Dont mention it... hey pm me your msn [ if you have msn that is... ]


----------



## GSDS (Oct 6, 2009)

Giratina3 said:
			
		

> Dont mention it... hey pm me your msn [ if you have msn that is... ]


i added you...i downloaded the patch.exe and i dont know what to do next


----------



## Overlord Nadrian (Oct 6, 2009)

Thanks Triforce (didn't know you had an account here) and nori2nori for the patch!


----------



## GameWinner (Oct 7, 2009)

so far the patch is working for me.any other AP checks in the game


----------



## outgum (Oct 7, 2009)

As far as i know, There is not another AP check.... YET. 
But i have noticed the game is quite... Slow, as in laggy? 
Is anyone else getting this?


----------



## GameWinner (Oct 7, 2009)

outgum said:
			
		

> As far as i know, There is not another AP check.... YET.
> But i have noticed the game is quite... Slow, as in laggy?
> Is anyone else getting this?


no the game has been fast for me,maybe its your SD card?


----------



## Bluelaserman (Oct 7, 2009)

outgum said:
			
		

> As far as i know, There is not another AP check.... YET.
> But i have noticed the game is quite... Slow, as in laggy?
> Is anyone else getting this?



The game is laggy in large maps, I don't think its a hardware problem.


----------



## Djermegandre (Oct 8, 2009)

Yeah, hopefully they will either be able to improve on that in the (hopefully) US release.
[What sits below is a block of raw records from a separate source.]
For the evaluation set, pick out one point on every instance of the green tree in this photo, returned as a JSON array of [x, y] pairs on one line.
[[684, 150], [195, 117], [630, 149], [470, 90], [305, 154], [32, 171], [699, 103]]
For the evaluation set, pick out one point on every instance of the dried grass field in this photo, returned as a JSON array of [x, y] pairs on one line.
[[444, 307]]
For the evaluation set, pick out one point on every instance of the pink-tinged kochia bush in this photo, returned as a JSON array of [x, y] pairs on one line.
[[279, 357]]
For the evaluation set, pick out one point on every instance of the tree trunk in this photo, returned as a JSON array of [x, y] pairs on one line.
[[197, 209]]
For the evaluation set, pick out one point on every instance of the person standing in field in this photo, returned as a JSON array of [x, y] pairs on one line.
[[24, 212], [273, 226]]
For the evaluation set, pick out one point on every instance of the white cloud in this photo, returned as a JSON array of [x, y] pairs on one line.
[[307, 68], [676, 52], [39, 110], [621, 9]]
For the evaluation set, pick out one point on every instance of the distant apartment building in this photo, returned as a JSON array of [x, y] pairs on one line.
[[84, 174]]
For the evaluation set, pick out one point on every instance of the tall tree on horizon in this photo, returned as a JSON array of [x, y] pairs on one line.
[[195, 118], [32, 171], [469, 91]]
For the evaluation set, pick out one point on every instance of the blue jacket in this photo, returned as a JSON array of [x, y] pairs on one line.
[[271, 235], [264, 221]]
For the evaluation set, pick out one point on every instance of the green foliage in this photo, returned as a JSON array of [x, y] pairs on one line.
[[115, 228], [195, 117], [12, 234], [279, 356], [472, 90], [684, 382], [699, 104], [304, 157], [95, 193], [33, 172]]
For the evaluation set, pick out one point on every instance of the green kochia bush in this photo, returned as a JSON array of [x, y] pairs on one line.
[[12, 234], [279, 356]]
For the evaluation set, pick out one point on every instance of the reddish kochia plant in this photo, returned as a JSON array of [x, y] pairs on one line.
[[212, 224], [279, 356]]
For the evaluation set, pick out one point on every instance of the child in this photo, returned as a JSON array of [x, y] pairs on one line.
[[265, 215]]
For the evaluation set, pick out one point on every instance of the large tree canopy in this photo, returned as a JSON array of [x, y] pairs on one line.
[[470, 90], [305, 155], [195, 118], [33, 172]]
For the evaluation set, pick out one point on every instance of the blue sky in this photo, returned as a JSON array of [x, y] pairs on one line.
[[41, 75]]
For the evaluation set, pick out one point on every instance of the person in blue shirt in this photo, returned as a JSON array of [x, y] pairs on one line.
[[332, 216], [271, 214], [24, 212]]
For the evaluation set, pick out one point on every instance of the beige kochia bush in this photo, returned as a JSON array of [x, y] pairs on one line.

They should also think about getting new music tracks for any later installments seeing as it gets old hearing the exact same music over and over again


----------



## canx13 (Oct 15, 2009)

cool played the first DS version was awsome till the number of the party reached over like 20 r smthing then it got stressing but the real time battles are nice. and this one is 3D im gonna certanly play it but not far i guess bcause its a jap version 
	

	
	
		
		

		
		
	


	



hope u guys translate menus fast


----------



## DJ91990 (Oct 28, 2009)

Another Blue Dragon game?
Is this one a Tatic RPG or a standard one?
From the screenshots it looks like a normal RPG.
I hope this one comes out in the USA like the last one did.


----------



## mrfatso (Oct 28, 2009)

This is a standard hack and slash rpg with shadow allies of course


----------